SEC will take 124 actions to implement act

Jul 18, 2010 @ 12:01 am

By Mark Schoeff Jr.

The sweeping financial-regulatory-reform legislation that President Barack Obama will sign this week represents anything but closure for Wall Street.

Mr. Obama's pen stroke will usher in a long period of uncertainty in which wary industry professionals will monitor — and try to influence — how federal agencies conduct the hundreds of studies and rules mandated by the 2,300-page legislation.

“There is no question the world is going to change,” Charles Johnston, president of Morgan Stanley Smith Barney LLC, said at a Securities Industry and Financial Markets Association meeting on the reform bill last week in New York. “The question is, how much is it going to change?”

One of the most important facets of the legislation to Mr. Johnston, as well as to advisers, is a provision that gives the Securities and Exchange Commission the authority to promulgate a regulation setting a universal fiduciary duty for investment advice provided to retail customers.

Before making that decision, the SEC must complete a study within six months that assesses gaps in the oversight of investment advisers — who must act in the best interests of clients and disclose material conflicts of interest — and broker-dealers and their reps, who must ensure that an investment is suitable to the needs of a client.


Advocates said that imposing a fiduciary duty on all investment advice will better protect consumers. Broker-dealer groups insist that they're not opposed to a universal standard but are concerned that if not written carefully, such a standard may impinge on practices at the heart of their business, such as principal trading.

With financial reform set to become law, the debate is no longer theoretical.

“For anybody to have said 15 months ago that today we would be facing SEC rulemaking on brokers' needing a fiduciary standard, no one would have believed you,” said Knut Rostad, chairman of the Committee for the Fiduciary Standard.

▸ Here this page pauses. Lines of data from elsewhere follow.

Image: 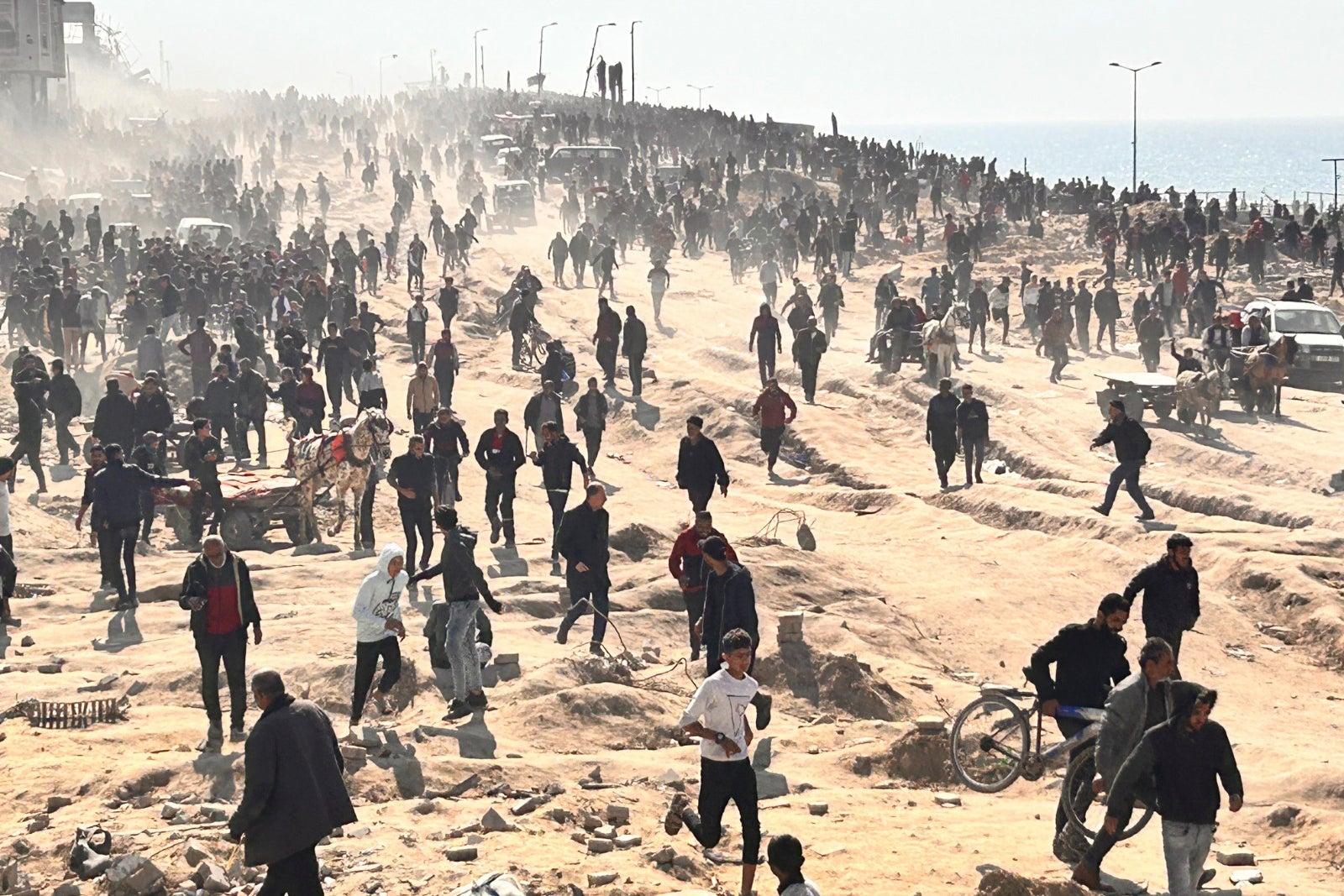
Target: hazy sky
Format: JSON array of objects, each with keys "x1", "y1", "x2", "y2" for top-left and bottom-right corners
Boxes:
[{"x1": 98, "y1": 0, "x2": 1344, "y2": 127}]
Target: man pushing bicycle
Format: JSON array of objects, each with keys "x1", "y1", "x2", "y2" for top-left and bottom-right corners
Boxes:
[{"x1": 1026, "y1": 594, "x2": 1129, "y2": 865}]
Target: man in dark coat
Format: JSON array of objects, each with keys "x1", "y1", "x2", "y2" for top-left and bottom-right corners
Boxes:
[
  {"x1": 676, "y1": 417, "x2": 728, "y2": 510},
  {"x1": 555, "y1": 482, "x2": 612, "y2": 656},
  {"x1": 92, "y1": 376, "x2": 136, "y2": 445},
  {"x1": 621, "y1": 305, "x2": 649, "y2": 398},
  {"x1": 228, "y1": 669, "x2": 356, "y2": 896}
]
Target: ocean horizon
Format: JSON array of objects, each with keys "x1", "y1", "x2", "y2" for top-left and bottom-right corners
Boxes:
[{"x1": 842, "y1": 117, "x2": 1344, "y2": 203}]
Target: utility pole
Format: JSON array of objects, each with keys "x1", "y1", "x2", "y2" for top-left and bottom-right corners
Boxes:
[
  {"x1": 580, "y1": 22, "x2": 616, "y2": 99},
  {"x1": 630, "y1": 18, "x2": 643, "y2": 102},
  {"x1": 536, "y1": 22, "x2": 559, "y2": 97},
  {"x1": 1110, "y1": 59, "x2": 1163, "y2": 193},
  {"x1": 1321, "y1": 157, "x2": 1344, "y2": 210}
]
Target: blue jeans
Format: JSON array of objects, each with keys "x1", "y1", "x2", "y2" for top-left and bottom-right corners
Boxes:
[
  {"x1": 1100, "y1": 461, "x2": 1153, "y2": 516},
  {"x1": 1163, "y1": 820, "x2": 1214, "y2": 896}
]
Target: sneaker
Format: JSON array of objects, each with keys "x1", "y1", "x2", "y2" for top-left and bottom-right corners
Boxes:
[
  {"x1": 751, "y1": 690, "x2": 774, "y2": 731},
  {"x1": 663, "y1": 794, "x2": 690, "y2": 837}
]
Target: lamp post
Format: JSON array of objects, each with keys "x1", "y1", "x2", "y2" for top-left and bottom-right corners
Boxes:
[
  {"x1": 536, "y1": 22, "x2": 559, "y2": 97},
  {"x1": 580, "y1": 22, "x2": 616, "y2": 99},
  {"x1": 1110, "y1": 59, "x2": 1163, "y2": 193},
  {"x1": 472, "y1": 29, "x2": 489, "y2": 87},
  {"x1": 630, "y1": 18, "x2": 643, "y2": 102},
  {"x1": 378, "y1": 52, "x2": 396, "y2": 99}
]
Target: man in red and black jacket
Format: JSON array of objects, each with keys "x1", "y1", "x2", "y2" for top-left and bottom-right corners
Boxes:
[
  {"x1": 177, "y1": 535, "x2": 260, "y2": 750},
  {"x1": 668, "y1": 511, "x2": 738, "y2": 663}
]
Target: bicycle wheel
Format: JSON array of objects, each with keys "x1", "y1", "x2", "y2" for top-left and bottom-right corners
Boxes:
[
  {"x1": 952, "y1": 694, "x2": 1031, "y2": 794},
  {"x1": 1063, "y1": 743, "x2": 1153, "y2": 840}
]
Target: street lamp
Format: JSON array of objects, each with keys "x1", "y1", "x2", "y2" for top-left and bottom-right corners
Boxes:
[
  {"x1": 472, "y1": 29, "x2": 489, "y2": 87},
  {"x1": 1110, "y1": 59, "x2": 1163, "y2": 193},
  {"x1": 687, "y1": 85, "x2": 714, "y2": 109},
  {"x1": 536, "y1": 22, "x2": 560, "y2": 97},
  {"x1": 378, "y1": 52, "x2": 396, "y2": 99},
  {"x1": 580, "y1": 22, "x2": 616, "y2": 99},
  {"x1": 630, "y1": 18, "x2": 643, "y2": 102}
]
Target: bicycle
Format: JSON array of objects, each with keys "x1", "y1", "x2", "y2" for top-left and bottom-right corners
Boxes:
[{"x1": 950, "y1": 684, "x2": 1153, "y2": 840}]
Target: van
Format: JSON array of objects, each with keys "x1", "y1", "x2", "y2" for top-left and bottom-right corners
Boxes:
[
  {"x1": 1242, "y1": 298, "x2": 1344, "y2": 388},
  {"x1": 546, "y1": 145, "x2": 630, "y2": 181}
]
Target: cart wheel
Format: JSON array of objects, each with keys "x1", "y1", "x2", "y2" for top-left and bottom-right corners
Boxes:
[
  {"x1": 219, "y1": 508, "x2": 253, "y2": 551},
  {"x1": 164, "y1": 504, "x2": 191, "y2": 544},
  {"x1": 1097, "y1": 388, "x2": 1120, "y2": 421},
  {"x1": 285, "y1": 516, "x2": 313, "y2": 548}
]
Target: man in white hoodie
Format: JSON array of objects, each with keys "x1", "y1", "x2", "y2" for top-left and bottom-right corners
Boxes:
[{"x1": 349, "y1": 544, "x2": 410, "y2": 728}]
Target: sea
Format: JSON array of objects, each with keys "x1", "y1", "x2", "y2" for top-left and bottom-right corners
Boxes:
[{"x1": 860, "y1": 118, "x2": 1344, "y2": 207}]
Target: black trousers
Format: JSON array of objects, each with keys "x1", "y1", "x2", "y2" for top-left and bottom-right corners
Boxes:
[
  {"x1": 486, "y1": 471, "x2": 515, "y2": 542},
  {"x1": 761, "y1": 426, "x2": 784, "y2": 470},
  {"x1": 546, "y1": 489, "x2": 570, "y2": 556},
  {"x1": 685, "y1": 757, "x2": 761, "y2": 865},
  {"x1": 197, "y1": 626, "x2": 247, "y2": 731},
  {"x1": 627, "y1": 354, "x2": 643, "y2": 395},
  {"x1": 98, "y1": 520, "x2": 139, "y2": 602},
  {"x1": 396, "y1": 501, "x2": 434, "y2": 569},
  {"x1": 257, "y1": 844, "x2": 323, "y2": 896},
  {"x1": 681, "y1": 589, "x2": 704, "y2": 661},
  {"x1": 349, "y1": 637, "x2": 402, "y2": 724},
  {"x1": 191, "y1": 481, "x2": 224, "y2": 542}
]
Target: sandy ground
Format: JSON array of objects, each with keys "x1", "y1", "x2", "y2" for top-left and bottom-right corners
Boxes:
[{"x1": 0, "y1": 140, "x2": 1344, "y2": 896}]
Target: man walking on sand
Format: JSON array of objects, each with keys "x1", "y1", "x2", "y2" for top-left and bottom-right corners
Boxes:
[
  {"x1": 1087, "y1": 399, "x2": 1158, "y2": 521},
  {"x1": 228, "y1": 669, "x2": 356, "y2": 896},
  {"x1": 1104, "y1": 688, "x2": 1243, "y2": 896},
  {"x1": 663, "y1": 629, "x2": 761, "y2": 896},
  {"x1": 751, "y1": 378, "x2": 798, "y2": 478},
  {"x1": 177, "y1": 535, "x2": 260, "y2": 750},
  {"x1": 668, "y1": 511, "x2": 738, "y2": 663}
]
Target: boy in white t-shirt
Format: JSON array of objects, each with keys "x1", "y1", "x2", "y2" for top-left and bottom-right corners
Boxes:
[{"x1": 663, "y1": 629, "x2": 761, "y2": 896}]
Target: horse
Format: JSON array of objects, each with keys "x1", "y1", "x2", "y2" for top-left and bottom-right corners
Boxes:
[
  {"x1": 1234, "y1": 333, "x2": 1297, "y2": 417},
  {"x1": 919, "y1": 307, "x2": 957, "y2": 383},
  {"x1": 291, "y1": 408, "x2": 392, "y2": 547}
]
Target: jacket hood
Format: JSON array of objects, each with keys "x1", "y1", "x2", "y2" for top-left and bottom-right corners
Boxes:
[{"x1": 378, "y1": 542, "x2": 406, "y2": 578}]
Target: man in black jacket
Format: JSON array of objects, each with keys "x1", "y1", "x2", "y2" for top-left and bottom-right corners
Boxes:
[
  {"x1": 1026, "y1": 594, "x2": 1129, "y2": 865},
  {"x1": 181, "y1": 418, "x2": 224, "y2": 542},
  {"x1": 92, "y1": 443, "x2": 200, "y2": 610},
  {"x1": 228, "y1": 669, "x2": 356, "y2": 896},
  {"x1": 695, "y1": 535, "x2": 774, "y2": 728},
  {"x1": 387, "y1": 435, "x2": 438, "y2": 569},
  {"x1": 1089, "y1": 398, "x2": 1158, "y2": 521},
  {"x1": 555, "y1": 484, "x2": 612, "y2": 656},
  {"x1": 92, "y1": 376, "x2": 136, "y2": 445},
  {"x1": 676, "y1": 417, "x2": 728, "y2": 516},
  {"x1": 1125, "y1": 532, "x2": 1199, "y2": 668},
  {"x1": 1105, "y1": 688, "x2": 1245, "y2": 896},
  {"x1": 621, "y1": 305, "x2": 649, "y2": 398},
  {"x1": 47, "y1": 359, "x2": 83, "y2": 464},
  {"x1": 177, "y1": 535, "x2": 260, "y2": 750},
  {"x1": 475, "y1": 410, "x2": 527, "y2": 548},
  {"x1": 528, "y1": 422, "x2": 591, "y2": 560}
]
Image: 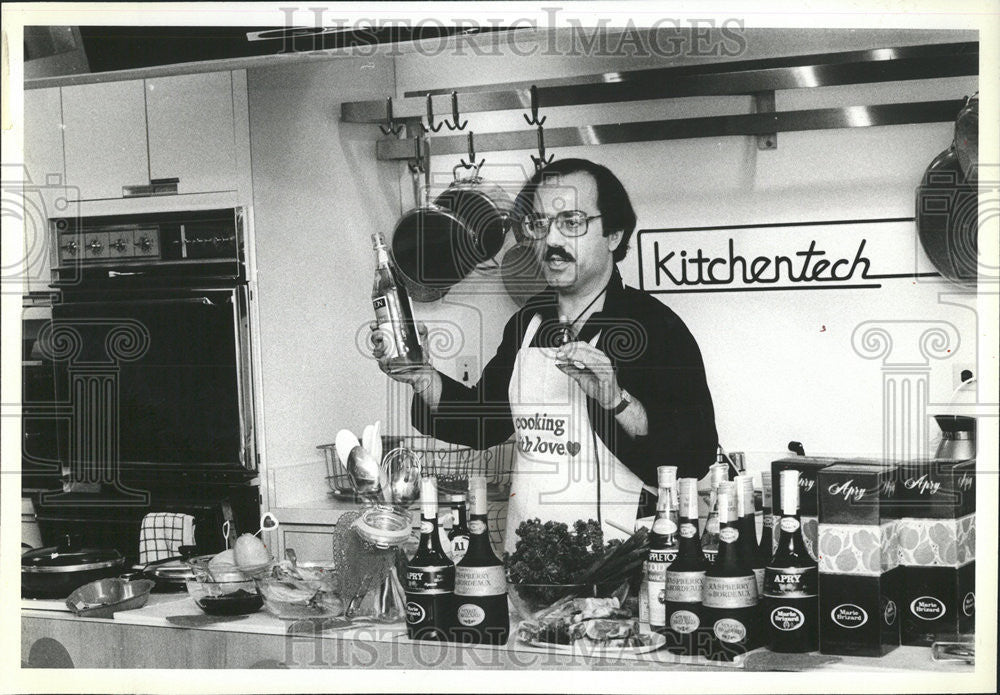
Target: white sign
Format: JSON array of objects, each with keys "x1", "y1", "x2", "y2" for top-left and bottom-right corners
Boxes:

Regulators are now in the spotlight because the Senate approved the reform bill 60-39 on July 15. The vote culminated a concerted effort by Democratic leaders to secure enough Republican support to reach the 60-vote threshold to overcome a filibuster.

In the end, three of 41 Senate Republicans voted for the final bill, which was the product of two weeks of House-Senate negotiations to merge competing versions of reform. The House passed the bill 237-192 on June 30 with only three Republicans in the “yes” column.


The measure affects the entire financial industry, introducing new curbs on systemic risk, bolstering capital requirements, strengthening regulation of derivatives and establishing a consumer protection agency, among scores of other provisions.

Mr. Obama said the legislation will “protect consumers and lay the foundation for a stronger and safer financial system — one that is innovative, creative, competitive and far less prone to panic and collapse.”

Most GOP members of Congress denounced the measure, saying it would create massive new bureaucracies, raise costs and crimp credit, while failing to reform mortgage lending, a primary cause of the financial meltdown.

What is not debatable is that it gives the SEC an overflowing agenda. The measure requires the agency to take 124 actions to implement portions of the bill.

Robert Cook, director of the SEC's Division of Trading and Markets, said that the fiduciary study will be one of the first items addressed. The review requires the SEC to evaluate 14 dimensions of the issue.

“We expect that to move forward quickly,” Mr. Cook said at the SIFMA conference. “An endeavor of this scale would be a commissionwide effort.”

Groups on both sides of the fiduciary tussle are gearing up to try to influence the SEC.

“We're getting ourselves very organized to be one of the principal content providers to the government agencies who have to make these decisions,” said Tim Ryan, SIFMA's president and chief executive.